Version 1, 2.5% ping arc error

mean latitude: -28.19

mean longitude: 98.71

median latitude: -28.62

median longitude: 98.66

latitude variance: 22.95

longitude variance: 1.93

Version 1, 5% ping arc error

mean latitude: -25.75

mean longitude: 98.78

median latitude: -28.80

median longitude: 98.77

latitude variance: 168.58

longitude variance: 7.87

Because we're searching an area, we should not be too concerned about taking the averages of both the latitude and longitude separately, instead of comparing pairwise (as a latitude and longitude result together). We do latitude and longitude separately as well to see if there are systematic differences in the end distributions of latitudes and longitudes.

With our fairly fancy ellipse function that we already use—one that is still highly accurate at low latitudes—we create an hour’s worth flying radius no problem, without the distortion that creating a typical circle would be across our not-spherical Earth.

The above figures show 1 hour radius circles for the means and medians of Version 1 and Version 2 with 2.5% and 5% ping arc error.

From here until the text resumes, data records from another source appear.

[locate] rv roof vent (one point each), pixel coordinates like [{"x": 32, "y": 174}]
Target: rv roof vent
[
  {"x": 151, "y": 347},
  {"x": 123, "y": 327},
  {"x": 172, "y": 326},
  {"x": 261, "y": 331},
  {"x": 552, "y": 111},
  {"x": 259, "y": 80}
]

Depending on which scenario you trust the most, the dashed up-to-an-hour circles with the mean/median dots show the most likely regions where the plane is. Note that the variance increases for the more-rough estimates: Version 1 is more rough than Version 2, and 5% error is more rough than 2.5% error. Fortunately, within the circles, we have a partial Venn diagram going on; there's a fair amount of overlap between all four circles.

Search the Circles, Starting at the Center

We first did an exceptional job of averaging to figure out where to start looking. Displaying those averages, we have narrowed down more where MH370 might be, but as you can see from the plots, due to the limitation of up to 1 hour at the end, we unfortunately can't determine better likelihoods without more information. Thus, a good search strategy would be to pick the most likely scenario and start at the center, then head to sections where other circles overlap to first cover the areas of ocean more likely to have MH370, given the results of our model.

Additional Information, Black Box Pings and Search Areas

Australian Government Search Locations as of first week of April: Link 1, Link 2, Link 3

Daily Mail Infographic of Black Box Ping Locations: Link 1

[1] Completed March 23, and updated March 30, so 1-2 weeks ahead depending on how you count it.

[2] Although this is not really an issue in the main cabin, which is why the FAA in the United States has now largely relaxed the so-called "Kindle Rule."

[3] Cruising speed for 5 hours, which becomes 5/6 cruising speed for 6 hours, to get the plane’s location at the last ping arc.

[4] If we were hardcore, we’d keep track and report significant figures; but I don’t think this is necessary here. Rounding is important though because we really do not know the exact locations nearly as precisely as Python calculates it to be. Inmarsat et al. didn’t even release error margins, and they are a legitimate engineering and technology company.

[Image: Flickr user CamponeZ]




Add New Comment

2 Comments

  • It would be quite a service to your readers if you would take the time to fact check your article. Especially such an important development in the story such as the pingers going silent.

    'But now that any black box pings have been silent for a week.'

    I am constantly amazed the media in general keeps informing the world incorrectly in every way possible with this story. Anyways, basically the maker guarantee one month of 160dB Pinger performance on the required frequency.

    However despite this, they will generally perform at 157dB for another month and then dropping further to 150db and with possible 1kHZ drift in the signal for another month.

    So while the peak performance of the device is done, the device still transmits the ping just at much lower power level. I am sure you can dig up this information.

  • Thanks for the comment -- I was not aware of this black box technical point. But it's a factual statement we haven't heard anything that could be the black box for over a week now. So, whether or not the black box pingers have the potential to continue being detected, was not in the scope of the mention. Only in that, for the time being, without any recent potential pings to go on, this model gives a good inference on where to focus the search.